D’après Daniela, l’agriculture urbaine est à la mode en Italie. Il y a toujours un moyen de trouver de l’argent pour un projet d’AU. Dans cette optique, l’association BiodiverCity de l’université a été créée en 2010 par les professeurs de l’école et elle-même. Ceux-ci proposent des projets à travers l’association ce qui permet à la municipalité de Bologne (qui adore ces projets) de donner des financements à l’AU. La création de nombreux jardins est ainsi financée, mais l’association veut aussi faire de l’hydroponie là où ils ne peuvent pas mettre de terre.

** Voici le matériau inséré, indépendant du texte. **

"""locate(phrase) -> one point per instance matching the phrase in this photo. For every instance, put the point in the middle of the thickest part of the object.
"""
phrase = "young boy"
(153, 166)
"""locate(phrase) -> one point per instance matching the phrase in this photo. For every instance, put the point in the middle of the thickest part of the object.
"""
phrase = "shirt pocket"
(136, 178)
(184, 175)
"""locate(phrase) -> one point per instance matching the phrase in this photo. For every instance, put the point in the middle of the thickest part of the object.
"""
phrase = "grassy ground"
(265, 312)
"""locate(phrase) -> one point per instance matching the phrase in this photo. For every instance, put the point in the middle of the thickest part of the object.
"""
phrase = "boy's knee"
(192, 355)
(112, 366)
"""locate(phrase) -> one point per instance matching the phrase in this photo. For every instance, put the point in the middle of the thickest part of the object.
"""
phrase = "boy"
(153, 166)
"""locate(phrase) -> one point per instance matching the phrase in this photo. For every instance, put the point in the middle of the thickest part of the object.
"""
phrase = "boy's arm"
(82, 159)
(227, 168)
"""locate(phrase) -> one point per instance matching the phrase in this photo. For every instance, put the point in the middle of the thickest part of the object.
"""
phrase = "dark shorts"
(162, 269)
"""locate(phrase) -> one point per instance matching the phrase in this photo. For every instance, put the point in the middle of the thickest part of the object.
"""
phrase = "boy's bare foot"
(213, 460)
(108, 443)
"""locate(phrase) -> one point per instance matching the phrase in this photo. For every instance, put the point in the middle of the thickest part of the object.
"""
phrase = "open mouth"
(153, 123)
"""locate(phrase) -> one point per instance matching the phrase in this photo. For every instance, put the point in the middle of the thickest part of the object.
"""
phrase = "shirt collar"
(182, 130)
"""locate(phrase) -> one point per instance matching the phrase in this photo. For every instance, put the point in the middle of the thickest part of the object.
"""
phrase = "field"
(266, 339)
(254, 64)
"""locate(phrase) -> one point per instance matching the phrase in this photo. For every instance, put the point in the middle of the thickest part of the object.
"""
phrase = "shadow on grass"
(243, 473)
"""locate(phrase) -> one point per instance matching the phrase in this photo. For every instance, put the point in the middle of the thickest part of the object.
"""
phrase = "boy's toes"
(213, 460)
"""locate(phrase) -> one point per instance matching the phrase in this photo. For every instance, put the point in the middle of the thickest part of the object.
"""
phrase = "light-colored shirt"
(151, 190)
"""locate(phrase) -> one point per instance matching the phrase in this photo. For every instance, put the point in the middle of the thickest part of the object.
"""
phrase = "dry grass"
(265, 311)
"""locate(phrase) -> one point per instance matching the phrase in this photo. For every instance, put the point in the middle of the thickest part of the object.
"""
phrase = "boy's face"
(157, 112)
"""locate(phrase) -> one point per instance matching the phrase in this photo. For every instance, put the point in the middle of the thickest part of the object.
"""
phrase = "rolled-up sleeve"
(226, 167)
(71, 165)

D’autre initiatives sont évoquées telles que :

  • le projet de jardin communautaire sur le toit d’un immeuble dans un quartier défavorisé
  • Un jardin circulaire tout récent dont les jardiniers viennent d’une coopératice d’insertion sociale.
  • Terra di Nettuno, un groupe qui fait de la « guerilla gardening », des « green attack » dans la ville. Un exemple : en pleine nuit, ils installent un bac de culture en plein milieu d’un trottoir. « Ils travaillent de façon anonyme, mais tout le monde les connait ».
  • Trame Urbane XM 24, un squat reconnu par la mairie dont certains membres font partie des mouvements de « guerrilla gardening » (Via Fioravanti, 24).
  • Un autre squat, le VAG 61 : c’est un vrai centre social. Le mercredi ils font un « agrifood market » et organisent des ateliers sur la thématique : comment faire son jardin urbain ? (Via Paolo Fabbri)
  • Horti city, une entreprise qui est l’union de différentes personnes (chercheurs, entrepreneurs…). Horti city a des projets dans d’autres pays du monde  (l’idée vient de personnes ayant suivi des masters de développement comparé) en faveur de la production agricole en ville. L’entreprise développem et vend des produits.
  • Le jardin Quadriletro (via Ristori)
  • Le jardin d’Aiuola Donata (via Irnerio)
  • Un jardin en permaculture « synergétique », cas unique à Bologne (via herbosa).
  • « Senape », une pépinière urbaine.
  • Un projet de création de maison à insectes avec une école

Daniela nous fait ensuite découvrir les jardins de 100 x100 CAAB, à proximité d’une sorte de marché de gros, à deux pas de l’école d’agronomie. Il a été mis en place l’année passée et commence tout juste à être mis en culture : de nombreuses parcelles sont bien enherbées. Ce sont 100 carrés de 5x5m (taille suffisante pour nourrir une famille de 4 personnes) réservés aux personnes assez jeunes issues de milieux difficiles. En effet, beaucoup des jardins de Bologne sont actuellement réservés aux personnes âgées (environ 3000 jardins). Ce jardin a aussi pour but d’établir la liaison écologique des insectes autour de Bologne (sorte de continuum écologique, corridor).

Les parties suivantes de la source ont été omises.